For context, the Peugeot 205 hatchback released in 1983 had four seats, weighed around 1630 pounds, and returned approximately 40 miles per gallon. The brief must have raised more than a few eyebrows in Gothenburg but Volvo had made up its mind: it was 1983, but the company wanted the kind of car it imagined we’d all be driving in the year 2000.
Called Light Component Project (LCP) 2000, the concept leveraged then-new materials and technologies. Volvo cleverly relied on composites, magnesium, and aluminum to land close to its weight target. It also made the door frames with carbon fiber, and this was a very big deal; at the time, the exotic, super-strong material was becoming increasingly common in race cars but it remained rare in the realm of street-legal cars due to its cost.

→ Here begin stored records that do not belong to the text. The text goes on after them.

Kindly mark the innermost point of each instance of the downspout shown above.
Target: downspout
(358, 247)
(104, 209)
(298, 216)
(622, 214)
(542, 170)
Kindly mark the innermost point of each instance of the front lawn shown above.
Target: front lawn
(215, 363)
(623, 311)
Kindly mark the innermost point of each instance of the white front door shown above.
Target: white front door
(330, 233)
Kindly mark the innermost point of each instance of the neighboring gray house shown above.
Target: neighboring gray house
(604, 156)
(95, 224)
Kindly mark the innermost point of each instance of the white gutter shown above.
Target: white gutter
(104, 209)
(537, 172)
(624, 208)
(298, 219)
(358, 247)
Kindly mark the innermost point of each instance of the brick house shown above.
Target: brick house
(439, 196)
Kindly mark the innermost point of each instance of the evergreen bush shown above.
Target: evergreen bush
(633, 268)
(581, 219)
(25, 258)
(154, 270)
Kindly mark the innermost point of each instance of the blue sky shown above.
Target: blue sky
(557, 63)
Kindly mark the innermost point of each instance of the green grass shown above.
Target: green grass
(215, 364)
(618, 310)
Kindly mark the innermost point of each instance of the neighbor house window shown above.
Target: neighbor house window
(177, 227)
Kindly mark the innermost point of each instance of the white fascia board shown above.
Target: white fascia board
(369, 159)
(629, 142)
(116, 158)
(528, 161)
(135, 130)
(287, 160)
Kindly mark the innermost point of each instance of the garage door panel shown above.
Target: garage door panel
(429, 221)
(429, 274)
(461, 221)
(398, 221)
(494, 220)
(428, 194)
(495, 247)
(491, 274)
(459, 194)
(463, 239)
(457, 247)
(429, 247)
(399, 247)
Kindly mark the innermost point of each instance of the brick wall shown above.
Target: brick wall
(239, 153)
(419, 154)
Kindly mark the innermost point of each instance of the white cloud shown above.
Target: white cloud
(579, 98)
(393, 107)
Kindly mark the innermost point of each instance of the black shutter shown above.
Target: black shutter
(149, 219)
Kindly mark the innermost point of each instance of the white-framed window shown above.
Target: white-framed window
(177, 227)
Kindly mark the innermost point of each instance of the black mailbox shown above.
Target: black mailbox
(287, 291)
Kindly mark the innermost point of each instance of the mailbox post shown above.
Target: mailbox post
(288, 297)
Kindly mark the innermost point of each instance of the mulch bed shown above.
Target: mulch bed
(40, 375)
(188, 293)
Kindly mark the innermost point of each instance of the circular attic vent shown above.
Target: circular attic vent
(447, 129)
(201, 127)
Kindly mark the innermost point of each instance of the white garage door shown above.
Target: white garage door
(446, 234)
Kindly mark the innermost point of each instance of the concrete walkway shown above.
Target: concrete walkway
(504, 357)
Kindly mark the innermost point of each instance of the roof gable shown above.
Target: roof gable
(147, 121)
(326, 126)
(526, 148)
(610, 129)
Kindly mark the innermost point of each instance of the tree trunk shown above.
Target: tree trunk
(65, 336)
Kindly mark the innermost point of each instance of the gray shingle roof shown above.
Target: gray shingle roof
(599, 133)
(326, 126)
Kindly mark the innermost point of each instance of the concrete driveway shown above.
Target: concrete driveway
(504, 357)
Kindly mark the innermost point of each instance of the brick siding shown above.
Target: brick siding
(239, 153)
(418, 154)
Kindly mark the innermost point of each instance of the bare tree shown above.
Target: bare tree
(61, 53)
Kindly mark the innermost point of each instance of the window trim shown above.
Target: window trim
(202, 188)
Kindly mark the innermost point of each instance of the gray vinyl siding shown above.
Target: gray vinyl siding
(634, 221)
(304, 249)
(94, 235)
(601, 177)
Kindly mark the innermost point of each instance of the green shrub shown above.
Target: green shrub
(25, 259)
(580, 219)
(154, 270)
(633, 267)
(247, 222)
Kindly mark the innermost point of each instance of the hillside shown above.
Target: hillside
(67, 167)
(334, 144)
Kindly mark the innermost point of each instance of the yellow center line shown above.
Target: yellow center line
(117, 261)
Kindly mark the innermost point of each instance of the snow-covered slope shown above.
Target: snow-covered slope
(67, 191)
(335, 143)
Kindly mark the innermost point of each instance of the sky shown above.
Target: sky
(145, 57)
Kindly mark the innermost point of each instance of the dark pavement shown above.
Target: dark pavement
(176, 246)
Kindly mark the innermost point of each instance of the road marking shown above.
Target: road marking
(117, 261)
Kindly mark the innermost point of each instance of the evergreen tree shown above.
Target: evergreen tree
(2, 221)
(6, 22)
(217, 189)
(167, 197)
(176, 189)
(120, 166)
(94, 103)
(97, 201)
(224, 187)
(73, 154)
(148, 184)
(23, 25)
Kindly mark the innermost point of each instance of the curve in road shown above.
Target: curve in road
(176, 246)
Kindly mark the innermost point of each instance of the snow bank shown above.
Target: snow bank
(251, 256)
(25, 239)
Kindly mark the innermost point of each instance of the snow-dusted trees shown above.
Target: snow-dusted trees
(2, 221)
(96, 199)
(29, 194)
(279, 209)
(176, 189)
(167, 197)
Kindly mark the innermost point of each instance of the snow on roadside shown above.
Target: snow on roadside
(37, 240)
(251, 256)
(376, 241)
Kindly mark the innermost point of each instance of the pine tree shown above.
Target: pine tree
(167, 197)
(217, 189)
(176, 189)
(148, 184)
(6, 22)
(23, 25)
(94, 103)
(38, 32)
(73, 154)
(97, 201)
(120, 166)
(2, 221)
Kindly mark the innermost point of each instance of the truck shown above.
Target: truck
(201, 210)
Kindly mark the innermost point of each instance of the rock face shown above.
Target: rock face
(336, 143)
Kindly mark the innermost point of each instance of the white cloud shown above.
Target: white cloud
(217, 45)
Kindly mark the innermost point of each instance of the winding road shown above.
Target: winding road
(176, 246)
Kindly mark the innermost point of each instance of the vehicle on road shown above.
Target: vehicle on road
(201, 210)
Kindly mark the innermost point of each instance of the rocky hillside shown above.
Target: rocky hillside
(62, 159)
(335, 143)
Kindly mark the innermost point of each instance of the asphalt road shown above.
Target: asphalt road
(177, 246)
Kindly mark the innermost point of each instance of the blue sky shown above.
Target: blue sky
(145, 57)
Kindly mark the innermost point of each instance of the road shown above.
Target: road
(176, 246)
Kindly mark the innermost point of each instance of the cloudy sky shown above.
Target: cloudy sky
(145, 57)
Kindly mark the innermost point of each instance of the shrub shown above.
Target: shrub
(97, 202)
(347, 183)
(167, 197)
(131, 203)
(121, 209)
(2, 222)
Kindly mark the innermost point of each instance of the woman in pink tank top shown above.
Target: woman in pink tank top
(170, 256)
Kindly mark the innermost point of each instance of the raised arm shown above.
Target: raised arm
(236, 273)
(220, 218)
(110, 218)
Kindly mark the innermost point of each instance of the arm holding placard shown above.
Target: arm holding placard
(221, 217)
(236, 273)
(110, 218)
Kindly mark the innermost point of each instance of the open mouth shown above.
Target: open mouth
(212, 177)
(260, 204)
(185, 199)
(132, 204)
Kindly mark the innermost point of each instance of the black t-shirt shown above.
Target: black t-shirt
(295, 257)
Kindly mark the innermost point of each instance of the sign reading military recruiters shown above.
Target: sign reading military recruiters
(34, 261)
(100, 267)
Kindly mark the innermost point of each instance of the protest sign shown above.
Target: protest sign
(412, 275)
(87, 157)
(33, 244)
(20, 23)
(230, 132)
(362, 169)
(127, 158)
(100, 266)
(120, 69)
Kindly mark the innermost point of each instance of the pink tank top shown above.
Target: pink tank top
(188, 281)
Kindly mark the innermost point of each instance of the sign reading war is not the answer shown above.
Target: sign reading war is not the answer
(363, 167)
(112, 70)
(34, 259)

Volvo unveiled four examples of the LCP 2000 in 1983. Two were powered by a 1.3-liter three-cylinder turbodiesel engine made with magnesium and rated at 50 horsepower, while two others used a cast-iron 1.4-liter turbodiesel three-cylinder tuned to deliver a more usable 90-horsepower output. Both engines were mounted transversely to spin the front wheels via either a five-speed manual transmission or a CVT, and they were developed to run on a wide variety of fuels, including rapeseed oil normally used for frying. Volvo employees reportedly noted that the prototypes “had a nice smell of fish and chips” when driving by. Yummy.
The design was about what you’d expect from an experimental Volvo made in the early 1980s. Form followed function, and making the LCP as aerodynamic as possible was important to keep fuel economy in check, so the end result was a two-door hatchback that looked like it escaped from a comic book. The LCP was characterized by a wedge-shaped silhouette, a relatively low and flat front end, huge windows, and deep side skirts ready to pick a fight with even the smallest speed bumps. Volvo mounted the headlights behind clear panels and partially covered the rear wheels to achieve a 0.25 drag coefficient.
From the driver’s perspective, the LCP 2000 appeared nearly ready for production. It featured a four-spoke steering wheel, a heater, a clock, and an AM/FM radio mounted vertically on the center console. Riding in the back was a different story: Volvo installed a pair of rear-facing seats that could only be accessed by crawling through the hatch. Getting in must have felt like creeping into a dragon’s mouth.
Volvo tested the four cars but stopped short of giving the funky-looking hatchback the proverbial green light for production. The company archives department explains one of the issues holding back the LCP 2000: very few motorists cared about lightweight materials and alternative fuels in the early 1980s. Hypermiling wasn’t cool; watching Lancia win the 1983 World Rally Championship was. While the LCP 2000 remained an oddity, some of the lessons learned during the project permeated the cars Volvo released in the 1980s and the 1990s, and the idea of a wedge-shaped compact materialized when the 480 made its debut in 1986.
Today, a lightweight material like carbon fiber is used on ordinary cars without much fanfare; Toyota Prius Prime’s rear hatch is made of the stuff, as is the BMW i3’s underlying structure. Composite materials and small, fuel-efficient turbodiesel engines first merged into Europe’s automotive mainstream during the 1990s, and cars like the first-gen Honda Insight eventually embraced similar aero benefits. (Note the stubby rear end and covered rear wheels.) In the end, Volvo’s crystal ball with the LCP 2000 wasn’t too wide of the mark but simply ahead of its time. And maybe it’s better that modern EVs, with their zero-emission capability, don’t carpet-bomb roadways with french fry odors.